Neusa (1983,p 17) escreve em seu livro:
“Saber-se negra é viver a experiência de
ter sido massacrada em sua identidade,
confundida em suas expectativas,
submetida a exigências, compelida a
expectativas alienadas”
Torna-se negro é tarefa difícil ainda hoje? Segundo Fanon (2008, p.26):
“Existe uma zona do não ser, uma
região extraordinariamente estéril e árida, uma
encosta perfeitamente nua, de onde pode brotar
uma aparição autêntica. Na maior parte dos
casos, o negro não goza da regalia de
empreender essa descida ao verdadeiro inferno”
A busca por tornar-se negro, implica renunciar a toda uma história que nos foi contata e que acreditamos ser real, fazer uma escolha por viver quem se é, e antes de tudo livrar-se do que não nos pertence. Um longo caminho doloroso a ser percorrido, alguns talvez não queiram e escolham ficar onde estão, outros nem tenham a consciência de que este caminho exista e outros farão a viagem, Sankofa, segundo Abdias do Nascimento(2020), o conceito que traduz-se por “retornar ao passado para ressignificar o presente e construir o futuro”.
Alimente-se, para fazermos uma escolha, precisamos de saberes, e não únicos, pois corremos o risco de sermos induzidos e traídos pelo véu de quem nos conta. Assim como Chimamanda Ngozi trás em seu livro, O perigo de uma História Única, onde a autora fala com delicadeza de estórias da sua infância que nos ensinam muito.
Implique-se, no seu livro Pequeno Manual Antirracista, Djamila Ribeiro, apresenta uma série de “dicas” que podem ser seguidas por todos nós: informe-se sobre o racismo, enxergue a negritude, reconheça os privilégios da branquitude, perceba o racismo internalizado em você, apoie políticas educacionais afirmativas, transforme seu ambiente de trabalho, leia autores negros, questione a cultura que você consome, conheça seus desejos e afetos, combata a violência racial e sejamos todos antirracistas.
Este é apenas o sumário apresentado no livro, mas que por si só, já nos diz que é preciso uma trajetória. O que se assemelha a outros intelectuais negros, que também nos falam em suas obras desse “caminho de volta” para a autenticidade.
Neste 20 de Novembro, em comemoração ao dia da Consciência Negra, estejamos todos implicados numa luta pela igualdade, uma batalha que não deve ser travada sozinho, já que é na relação com o outro que nos constituímos, cabe a nós prezarmos por uma relação sem dominância e livre de (pre)conceitos.
Referências:
Adichie, C. N. (2019).
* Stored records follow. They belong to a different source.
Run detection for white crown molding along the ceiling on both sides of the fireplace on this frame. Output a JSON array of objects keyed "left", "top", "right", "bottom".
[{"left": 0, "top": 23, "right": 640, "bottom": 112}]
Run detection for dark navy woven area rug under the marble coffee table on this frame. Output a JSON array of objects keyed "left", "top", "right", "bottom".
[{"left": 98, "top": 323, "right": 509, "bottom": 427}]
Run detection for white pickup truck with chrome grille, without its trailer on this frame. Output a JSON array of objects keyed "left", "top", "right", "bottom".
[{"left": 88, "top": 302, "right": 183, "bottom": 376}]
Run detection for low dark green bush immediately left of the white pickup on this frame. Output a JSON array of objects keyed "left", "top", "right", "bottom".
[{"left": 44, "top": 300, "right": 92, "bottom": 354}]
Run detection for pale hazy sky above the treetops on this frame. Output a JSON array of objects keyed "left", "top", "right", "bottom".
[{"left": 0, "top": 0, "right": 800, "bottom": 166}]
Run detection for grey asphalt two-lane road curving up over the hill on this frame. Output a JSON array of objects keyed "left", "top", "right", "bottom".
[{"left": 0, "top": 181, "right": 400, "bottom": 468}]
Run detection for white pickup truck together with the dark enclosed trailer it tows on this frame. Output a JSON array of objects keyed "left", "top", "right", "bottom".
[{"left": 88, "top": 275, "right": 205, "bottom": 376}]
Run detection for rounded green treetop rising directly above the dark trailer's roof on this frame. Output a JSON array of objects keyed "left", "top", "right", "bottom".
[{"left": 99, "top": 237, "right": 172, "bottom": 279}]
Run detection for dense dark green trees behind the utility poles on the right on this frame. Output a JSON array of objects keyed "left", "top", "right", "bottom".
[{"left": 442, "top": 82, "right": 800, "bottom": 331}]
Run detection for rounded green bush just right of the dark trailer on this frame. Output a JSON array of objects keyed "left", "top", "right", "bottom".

O perigo de uma história única. Brasil: Companhia das Letras.
Fanon, F. (2020). Pele negra, máscaras brancas. Brasil: Ubu Editora.
Nascimento, A. (2020). Ocupação Abdias Nascimento – Ocupação. Itaú Cultural.
Souza, N. S. (1983). Tornar-se negro, ou, As vicissitudes da identidade do negro brasileiro
em ascensão social. Brasil: Graal.
Ribeiro, D. (2019). Pequeno manual antirracista. Brasil: Companhia das Letras.